On Sept. 17, 2012, a crew employed by Highway Technologies, Inc., of Minneapolis was replacing guard rails on a 13-mile stretch of I-94 in Wisconsin.
OSHA issued 10 violations to Highway Technologies, six of them willful.
The six instance-by-instance willful violations are for failure to ensure that parts of the equipment being operated weren’t within 10 feet of a power line. These citations include instances of failure to ensure that any part of the machinery wasn’t within six feet of an overhead power line while the machinery was traveling beneath the lines.
The company also faces four serious violations for failure to:
- identify electrical work zones
- determine if any part of the equipment being operated would be closer than 20 feet of a power line
- training each worker on safe clearance distances from power lines, and
- evaluate that each employee understood the training and risks of working near overhead power lines.

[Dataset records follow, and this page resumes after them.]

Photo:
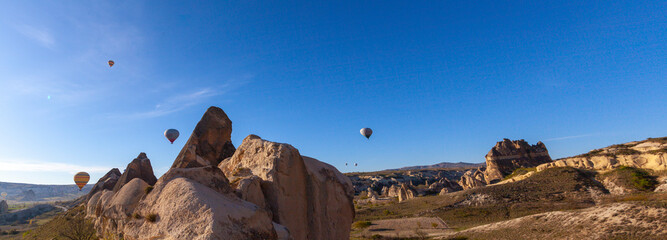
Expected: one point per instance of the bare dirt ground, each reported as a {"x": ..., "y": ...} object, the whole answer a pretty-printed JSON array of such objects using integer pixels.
[
  {"x": 405, "y": 227},
  {"x": 609, "y": 221}
]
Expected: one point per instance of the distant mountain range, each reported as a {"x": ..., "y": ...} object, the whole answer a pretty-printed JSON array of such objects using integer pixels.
[
  {"x": 23, "y": 192},
  {"x": 442, "y": 165}
]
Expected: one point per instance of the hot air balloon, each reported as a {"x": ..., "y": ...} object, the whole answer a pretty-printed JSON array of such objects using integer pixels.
[
  {"x": 366, "y": 132},
  {"x": 171, "y": 135},
  {"x": 81, "y": 179}
]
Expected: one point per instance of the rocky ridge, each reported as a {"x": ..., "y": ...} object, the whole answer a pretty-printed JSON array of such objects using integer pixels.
[{"x": 262, "y": 190}]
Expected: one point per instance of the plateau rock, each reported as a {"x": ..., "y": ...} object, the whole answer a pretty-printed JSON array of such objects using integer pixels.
[{"x": 507, "y": 155}]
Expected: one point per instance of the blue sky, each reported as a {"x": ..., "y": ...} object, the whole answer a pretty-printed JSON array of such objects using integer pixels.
[{"x": 437, "y": 81}]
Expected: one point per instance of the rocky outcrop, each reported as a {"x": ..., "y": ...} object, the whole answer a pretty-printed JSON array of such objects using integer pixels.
[
  {"x": 140, "y": 168},
  {"x": 407, "y": 192},
  {"x": 210, "y": 142},
  {"x": 4, "y": 208},
  {"x": 472, "y": 179},
  {"x": 274, "y": 193},
  {"x": 312, "y": 199},
  {"x": 106, "y": 182},
  {"x": 507, "y": 155},
  {"x": 647, "y": 154}
]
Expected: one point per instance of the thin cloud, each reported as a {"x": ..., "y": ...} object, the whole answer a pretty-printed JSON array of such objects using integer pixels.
[
  {"x": 177, "y": 103},
  {"x": 42, "y": 36},
  {"x": 41, "y": 166},
  {"x": 570, "y": 137}
]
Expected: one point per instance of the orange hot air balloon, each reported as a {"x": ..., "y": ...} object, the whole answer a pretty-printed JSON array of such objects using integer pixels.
[{"x": 81, "y": 179}]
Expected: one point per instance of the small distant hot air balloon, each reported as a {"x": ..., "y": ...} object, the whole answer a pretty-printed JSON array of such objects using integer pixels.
[
  {"x": 366, "y": 132},
  {"x": 81, "y": 179},
  {"x": 171, "y": 135}
]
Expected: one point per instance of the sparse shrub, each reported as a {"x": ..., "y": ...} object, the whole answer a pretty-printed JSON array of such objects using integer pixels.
[
  {"x": 361, "y": 224},
  {"x": 151, "y": 217},
  {"x": 148, "y": 189}
]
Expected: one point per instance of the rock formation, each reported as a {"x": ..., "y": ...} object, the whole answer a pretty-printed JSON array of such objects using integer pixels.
[
  {"x": 274, "y": 193},
  {"x": 407, "y": 192},
  {"x": 312, "y": 199},
  {"x": 140, "y": 168},
  {"x": 472, "y": 179},
  {"x": 107, "y": 182},
  {"x": 647, "y": 154},
  {"x": 509, "y": 155},
  {"x": 3, "y": 207},
  {"x": 394, "y": 191},
  {"x": 210, "y": 142}
]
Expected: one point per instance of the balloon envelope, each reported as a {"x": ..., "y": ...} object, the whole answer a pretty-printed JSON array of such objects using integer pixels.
[
  {"x": 366, "y": 132},
  {"x": 171, "y": 135},
  {"x": 81, "y": 179}
]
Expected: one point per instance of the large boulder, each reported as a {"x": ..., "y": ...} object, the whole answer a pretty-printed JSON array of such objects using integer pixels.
[
  {"x": 140, "y": 168},
  {"x": 210, "y": 142},
  {"x": 312, "y": 199},
  {"x": 407, "y": 192},
  {"x": 106, "y": 182},
  {"x": 507, "y": 155},
  {"x": 472, "y": 179}
]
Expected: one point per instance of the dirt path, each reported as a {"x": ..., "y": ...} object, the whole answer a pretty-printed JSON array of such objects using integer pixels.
[{"x": 406, "y": 227}]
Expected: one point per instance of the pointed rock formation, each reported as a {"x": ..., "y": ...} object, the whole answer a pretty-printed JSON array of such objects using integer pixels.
[
  {"x": 472, "y": 179},
  {"x": 106, "y": 182},
  {"x": 509, "y": 155},
  {"x": 407, "y": 192},
  {"x": 312, "y": 199},
  {"x": 3, "y": 207},
  {"x": 210, "y": 142},
  {"x": 141, "y": 168}
]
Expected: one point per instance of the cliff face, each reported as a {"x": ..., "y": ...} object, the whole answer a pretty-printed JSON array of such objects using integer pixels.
[
  {"x": 507, "y": 155},
  {"x": 274, "y": 193},
  {"x": 647, "y": 154}
]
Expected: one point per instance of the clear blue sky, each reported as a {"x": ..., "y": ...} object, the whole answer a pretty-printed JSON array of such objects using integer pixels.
[{"x": 437, "y": 81}]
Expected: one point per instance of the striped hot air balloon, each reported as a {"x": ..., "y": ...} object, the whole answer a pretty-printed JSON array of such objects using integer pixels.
[{"x": 81, "y": 179}]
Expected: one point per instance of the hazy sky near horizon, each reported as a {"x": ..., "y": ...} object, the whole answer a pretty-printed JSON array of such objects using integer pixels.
[{"x": 436, "y": 81}]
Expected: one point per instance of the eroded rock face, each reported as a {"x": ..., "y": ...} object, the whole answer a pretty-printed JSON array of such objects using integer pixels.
[
  {"x": 312, "y": 199},
  {"x": 509, "y": 155},
  {"x": 106, "y": 182},
  {"x": 3, "y": 206},
  {"x": 140, "y": 168},
  {"x": 210, "y": 142},
  {"x": 472, "y": 179},
  {"x": 407, "y": 192}
]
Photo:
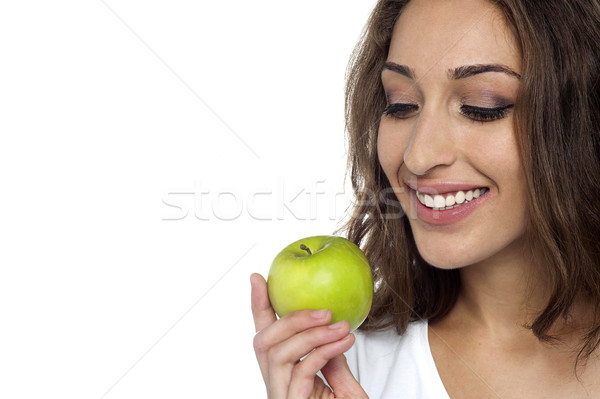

Before this investigation, Highway Technologies had been inspected by OSHA 10 times since 2007, with citations for nine serious violations.
One of the inspections was conducted because of an employee’s injuries suffered from contacting an overhead power line while installing a highway sign.
Due to the type of hazards and violations cited, OSHA has placed the company in its Severe Violator Enforcement Program (SVEP). The program requires follow-up inspections to ensure future compliance. The SVEP focuses on employers that endanger workers by committing willful, repeat or failure-to-abate violations. OSHA can inspect any of the employer’s facilities if it has reasonable grounds to believe there are similar violations.
Highway Technologies has 15 business days from when it received the citations to decide whether to comply. One option is to appeal them to the independent Occupational Safety and Health Review Commission.